In 1923, a check is written to a Miss Daisy Windsor. Several consecutive checks for florists, jewellers, steamship companies, and other such luxurious matters follow. It’s unclear as to exactly who Miss Daisy Windsor is, but it is reasonable to assume that she is Exeter, Jr.’s fiancée. In late 1926, Lawrence Exeter, Sr. writes Lawrence Exeter, Jr. a large check for $200,000 USD (we can infer from the location printed on the checks that the Exeters live, unsurprisingly, in California). I did the math (well, I didn’t do the math, usinflationcalculator.com did it for me), and $200,000 in 1926 would be over $3,000,000 today.

That is the last check Exeter, Sr. writes (for now). The signature changes from then on to Lawrence Exeter, Jr. Over four years, he buys various luxuries for women–gowns, sweets, and the like. Then, on August 23, 1929, a check is written to an unfamiliar name: Tony Spagoni.

Who is this Tony Spagoni? We’re not entirely sure, but the name led me and my friend to believe that he was definitely Italian and quite possibly a mobster. Exeter, Jr. writes him two checks in a row, then another few to more luxuries.

But then–and this is where it gets interesting–he writes a check for a considerable sum to a Miss Flossie Wentworth. Then there’s a smaller one to an attorney, and then another large sum to Mrs. Lawrence Exeter, Jr.–who we can assume is no longer Mrs.

From there, it all goes downhill. We can see that Lawrence Exeter, Jr.’s handwriting starts deteriorating, getting sloppier and shakier.

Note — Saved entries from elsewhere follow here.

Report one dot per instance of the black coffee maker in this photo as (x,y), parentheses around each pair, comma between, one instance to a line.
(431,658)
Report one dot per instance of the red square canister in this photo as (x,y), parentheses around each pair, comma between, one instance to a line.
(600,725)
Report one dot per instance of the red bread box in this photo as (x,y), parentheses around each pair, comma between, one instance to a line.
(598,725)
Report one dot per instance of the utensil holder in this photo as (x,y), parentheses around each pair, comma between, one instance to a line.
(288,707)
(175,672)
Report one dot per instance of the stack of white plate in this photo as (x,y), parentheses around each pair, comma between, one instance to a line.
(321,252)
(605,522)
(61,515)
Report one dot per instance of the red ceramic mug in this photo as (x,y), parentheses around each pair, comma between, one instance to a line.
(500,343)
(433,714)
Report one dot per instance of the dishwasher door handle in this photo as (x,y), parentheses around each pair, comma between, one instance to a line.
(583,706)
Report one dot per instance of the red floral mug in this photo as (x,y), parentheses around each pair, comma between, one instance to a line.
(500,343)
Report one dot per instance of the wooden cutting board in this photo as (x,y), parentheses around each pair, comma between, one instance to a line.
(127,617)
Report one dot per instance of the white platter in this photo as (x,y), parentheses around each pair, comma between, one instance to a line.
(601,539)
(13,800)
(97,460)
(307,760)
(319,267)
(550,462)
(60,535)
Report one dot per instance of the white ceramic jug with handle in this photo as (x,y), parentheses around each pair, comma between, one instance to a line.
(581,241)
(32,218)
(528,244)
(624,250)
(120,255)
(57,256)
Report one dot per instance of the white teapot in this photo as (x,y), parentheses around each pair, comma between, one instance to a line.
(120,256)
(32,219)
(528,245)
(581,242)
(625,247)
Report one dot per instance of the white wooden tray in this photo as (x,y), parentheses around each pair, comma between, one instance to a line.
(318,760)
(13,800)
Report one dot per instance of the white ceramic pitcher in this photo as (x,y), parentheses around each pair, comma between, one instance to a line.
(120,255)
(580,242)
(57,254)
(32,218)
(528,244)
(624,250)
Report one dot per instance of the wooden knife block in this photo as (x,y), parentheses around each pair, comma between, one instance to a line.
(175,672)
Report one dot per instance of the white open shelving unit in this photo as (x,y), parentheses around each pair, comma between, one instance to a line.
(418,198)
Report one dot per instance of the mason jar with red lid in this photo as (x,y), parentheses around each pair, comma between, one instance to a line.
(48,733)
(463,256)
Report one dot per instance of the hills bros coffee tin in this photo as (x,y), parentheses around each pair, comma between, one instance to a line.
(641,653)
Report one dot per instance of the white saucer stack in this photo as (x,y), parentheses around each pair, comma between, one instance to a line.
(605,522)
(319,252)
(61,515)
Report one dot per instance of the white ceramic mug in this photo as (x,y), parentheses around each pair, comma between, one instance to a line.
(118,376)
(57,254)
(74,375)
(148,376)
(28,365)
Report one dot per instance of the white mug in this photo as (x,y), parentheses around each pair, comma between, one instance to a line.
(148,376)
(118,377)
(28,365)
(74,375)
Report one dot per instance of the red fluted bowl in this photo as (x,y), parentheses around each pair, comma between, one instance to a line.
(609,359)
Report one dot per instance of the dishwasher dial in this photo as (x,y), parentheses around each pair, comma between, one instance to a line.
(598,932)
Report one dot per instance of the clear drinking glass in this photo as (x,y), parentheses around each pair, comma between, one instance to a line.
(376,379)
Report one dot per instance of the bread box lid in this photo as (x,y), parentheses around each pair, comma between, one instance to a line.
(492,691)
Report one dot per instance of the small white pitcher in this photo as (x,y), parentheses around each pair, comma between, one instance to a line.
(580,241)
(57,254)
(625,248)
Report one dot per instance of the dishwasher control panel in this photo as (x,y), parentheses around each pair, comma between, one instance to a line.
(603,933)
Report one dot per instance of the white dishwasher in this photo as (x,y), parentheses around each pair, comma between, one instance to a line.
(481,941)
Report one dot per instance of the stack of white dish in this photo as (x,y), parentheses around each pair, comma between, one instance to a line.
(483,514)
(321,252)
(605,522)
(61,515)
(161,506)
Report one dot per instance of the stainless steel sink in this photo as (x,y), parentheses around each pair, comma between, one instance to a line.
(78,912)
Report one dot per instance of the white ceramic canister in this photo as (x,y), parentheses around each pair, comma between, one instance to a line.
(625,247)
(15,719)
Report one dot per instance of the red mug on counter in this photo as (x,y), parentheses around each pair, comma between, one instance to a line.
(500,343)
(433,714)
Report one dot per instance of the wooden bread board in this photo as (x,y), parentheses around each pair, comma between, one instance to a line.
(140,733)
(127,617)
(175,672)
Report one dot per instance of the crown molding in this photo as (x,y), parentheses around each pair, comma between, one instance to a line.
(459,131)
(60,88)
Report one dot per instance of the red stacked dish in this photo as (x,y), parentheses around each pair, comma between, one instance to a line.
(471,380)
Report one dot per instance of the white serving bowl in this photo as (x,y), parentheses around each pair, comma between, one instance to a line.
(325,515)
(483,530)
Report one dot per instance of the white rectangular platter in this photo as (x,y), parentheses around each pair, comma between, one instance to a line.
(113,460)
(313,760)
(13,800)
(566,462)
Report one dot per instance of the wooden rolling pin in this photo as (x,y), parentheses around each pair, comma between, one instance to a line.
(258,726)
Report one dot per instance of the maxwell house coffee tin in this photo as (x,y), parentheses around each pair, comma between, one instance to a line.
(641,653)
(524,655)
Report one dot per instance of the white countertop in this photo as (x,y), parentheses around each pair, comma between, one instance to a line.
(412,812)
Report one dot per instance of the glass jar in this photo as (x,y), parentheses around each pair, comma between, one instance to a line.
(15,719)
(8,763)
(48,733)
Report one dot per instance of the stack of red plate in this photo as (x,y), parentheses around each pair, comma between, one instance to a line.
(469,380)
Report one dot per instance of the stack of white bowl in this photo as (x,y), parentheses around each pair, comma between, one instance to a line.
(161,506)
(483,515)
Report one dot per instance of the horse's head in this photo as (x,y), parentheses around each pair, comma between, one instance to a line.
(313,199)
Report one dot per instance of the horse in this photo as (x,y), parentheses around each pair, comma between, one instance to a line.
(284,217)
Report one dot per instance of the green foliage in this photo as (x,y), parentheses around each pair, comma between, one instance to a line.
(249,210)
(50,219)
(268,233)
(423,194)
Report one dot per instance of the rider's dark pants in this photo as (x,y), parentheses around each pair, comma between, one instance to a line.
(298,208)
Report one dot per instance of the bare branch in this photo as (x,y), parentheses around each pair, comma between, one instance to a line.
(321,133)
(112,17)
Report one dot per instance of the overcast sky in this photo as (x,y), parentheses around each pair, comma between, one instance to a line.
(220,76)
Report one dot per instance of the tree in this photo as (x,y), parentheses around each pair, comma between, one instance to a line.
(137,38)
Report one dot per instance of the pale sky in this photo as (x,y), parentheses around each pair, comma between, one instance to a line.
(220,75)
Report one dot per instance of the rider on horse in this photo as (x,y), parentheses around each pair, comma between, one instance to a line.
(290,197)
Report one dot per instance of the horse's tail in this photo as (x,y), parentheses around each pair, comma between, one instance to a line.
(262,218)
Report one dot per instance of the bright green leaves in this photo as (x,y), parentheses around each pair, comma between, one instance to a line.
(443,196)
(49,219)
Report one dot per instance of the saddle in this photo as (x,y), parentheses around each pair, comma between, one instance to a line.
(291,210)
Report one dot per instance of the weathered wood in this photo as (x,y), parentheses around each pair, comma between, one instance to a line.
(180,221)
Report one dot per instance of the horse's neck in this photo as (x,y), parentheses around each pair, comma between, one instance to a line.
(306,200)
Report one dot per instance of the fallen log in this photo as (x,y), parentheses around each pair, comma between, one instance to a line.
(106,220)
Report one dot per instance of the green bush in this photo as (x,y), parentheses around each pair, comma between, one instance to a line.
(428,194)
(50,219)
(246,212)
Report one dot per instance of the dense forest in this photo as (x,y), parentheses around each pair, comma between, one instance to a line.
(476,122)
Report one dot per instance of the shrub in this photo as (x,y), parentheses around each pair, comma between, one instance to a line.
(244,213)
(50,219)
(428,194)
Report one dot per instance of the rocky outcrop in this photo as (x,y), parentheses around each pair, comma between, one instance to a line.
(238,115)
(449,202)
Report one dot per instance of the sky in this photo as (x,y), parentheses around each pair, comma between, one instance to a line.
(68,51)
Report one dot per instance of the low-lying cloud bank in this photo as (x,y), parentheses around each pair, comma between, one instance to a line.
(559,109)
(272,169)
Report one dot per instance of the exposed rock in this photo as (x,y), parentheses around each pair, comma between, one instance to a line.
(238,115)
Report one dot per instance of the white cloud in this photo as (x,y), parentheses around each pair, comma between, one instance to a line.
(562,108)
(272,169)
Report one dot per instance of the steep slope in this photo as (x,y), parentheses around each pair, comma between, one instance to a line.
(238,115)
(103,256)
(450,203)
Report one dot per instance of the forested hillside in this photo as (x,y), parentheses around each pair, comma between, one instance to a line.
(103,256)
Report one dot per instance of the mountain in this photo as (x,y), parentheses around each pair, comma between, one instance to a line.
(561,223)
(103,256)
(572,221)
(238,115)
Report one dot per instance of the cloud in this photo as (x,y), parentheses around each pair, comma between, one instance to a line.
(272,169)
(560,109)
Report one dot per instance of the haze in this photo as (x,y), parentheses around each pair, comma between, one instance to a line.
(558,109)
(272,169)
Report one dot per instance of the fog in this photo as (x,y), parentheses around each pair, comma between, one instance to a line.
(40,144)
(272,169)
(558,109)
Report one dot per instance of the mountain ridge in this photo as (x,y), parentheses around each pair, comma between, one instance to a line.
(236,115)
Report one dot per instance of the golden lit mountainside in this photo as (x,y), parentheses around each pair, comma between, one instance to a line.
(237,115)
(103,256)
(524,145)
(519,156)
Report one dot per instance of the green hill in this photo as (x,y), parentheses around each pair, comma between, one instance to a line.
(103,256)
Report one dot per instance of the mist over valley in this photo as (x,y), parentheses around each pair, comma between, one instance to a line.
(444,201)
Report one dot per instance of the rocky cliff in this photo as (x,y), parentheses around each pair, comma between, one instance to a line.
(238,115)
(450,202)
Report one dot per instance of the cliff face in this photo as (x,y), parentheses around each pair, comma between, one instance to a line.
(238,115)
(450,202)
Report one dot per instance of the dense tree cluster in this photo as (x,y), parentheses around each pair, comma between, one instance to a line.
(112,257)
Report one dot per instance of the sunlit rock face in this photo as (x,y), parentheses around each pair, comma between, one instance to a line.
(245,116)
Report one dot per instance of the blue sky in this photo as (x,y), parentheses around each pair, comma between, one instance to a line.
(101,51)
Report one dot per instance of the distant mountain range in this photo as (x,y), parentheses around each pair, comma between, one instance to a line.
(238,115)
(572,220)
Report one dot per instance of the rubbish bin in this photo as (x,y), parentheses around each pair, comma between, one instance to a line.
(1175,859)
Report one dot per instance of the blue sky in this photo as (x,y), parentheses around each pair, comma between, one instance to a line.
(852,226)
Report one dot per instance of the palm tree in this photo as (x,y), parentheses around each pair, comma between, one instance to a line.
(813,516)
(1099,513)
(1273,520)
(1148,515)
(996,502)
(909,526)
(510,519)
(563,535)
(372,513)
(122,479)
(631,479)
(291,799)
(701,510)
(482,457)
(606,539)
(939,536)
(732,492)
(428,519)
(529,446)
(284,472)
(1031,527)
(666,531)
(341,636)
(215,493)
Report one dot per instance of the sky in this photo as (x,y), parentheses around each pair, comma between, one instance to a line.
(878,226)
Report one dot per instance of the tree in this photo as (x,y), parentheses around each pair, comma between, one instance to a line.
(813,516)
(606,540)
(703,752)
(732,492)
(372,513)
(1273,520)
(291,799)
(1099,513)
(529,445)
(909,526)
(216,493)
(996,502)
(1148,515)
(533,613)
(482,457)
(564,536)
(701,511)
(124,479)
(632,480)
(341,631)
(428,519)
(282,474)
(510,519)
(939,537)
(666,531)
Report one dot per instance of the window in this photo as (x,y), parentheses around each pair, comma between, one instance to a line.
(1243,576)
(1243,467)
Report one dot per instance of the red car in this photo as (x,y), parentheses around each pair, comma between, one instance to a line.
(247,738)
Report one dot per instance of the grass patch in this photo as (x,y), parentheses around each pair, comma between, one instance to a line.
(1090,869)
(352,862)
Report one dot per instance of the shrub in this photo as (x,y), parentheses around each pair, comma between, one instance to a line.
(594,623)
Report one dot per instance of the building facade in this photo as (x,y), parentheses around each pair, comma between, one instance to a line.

He sends an enormous amount of money to a Marie Wharton Exeter, who could be his mother, then to two other law firms. There are two more checks to the mystery Tony Spagoni, each for the same amount of money, and one to a Peter Ventizzi, who’s never come up before but also has a strangely Italian-sounding name.

All of this–the supposed divorce, the law firms, the checks to Tony Spagoni–happens in a very short period of time, between November 14, 1930 and July 3, 1931. The last of Exeter, Jr.’s checks are written on three consecutive days–July first through third. And then, all of a sudden, the handwriting switches.

The last three checks are written in Exeter, Sr.’s neat cursive. One to the hospital where his son was born. One to the same doctor who was at the beginning of the story. And one to a mortuary.

The real kicker? In the penultimate check, the signature is “Lawrence Exeter, Sr.”–but the Sr. part is crossed out. In the last one, the Sr. is omitted entirely.

Something happened to Lawrence Exeter, Jr., but because of the unconventional narrative and the gaps in the timeline, we don’t know exactly what it is.

This story is a masterpiece. The first time my friend and I went through it together, I had to pick my jaw up off the floor. Who ever would have thought of telling a story entirely through checks? That’s genius! And the ways Crue told the story through the handwriting and the little nuances as well…it is just an amazing piece of literature.

I challenge you now, fellow writers, not to read this story and think, I could never write like this. I challenge you to instead look at it and ask yourself, “How can I write an unconventional story that will grip people a hundred years from now?” That is the lesson we should be taking away from real pieces of literature.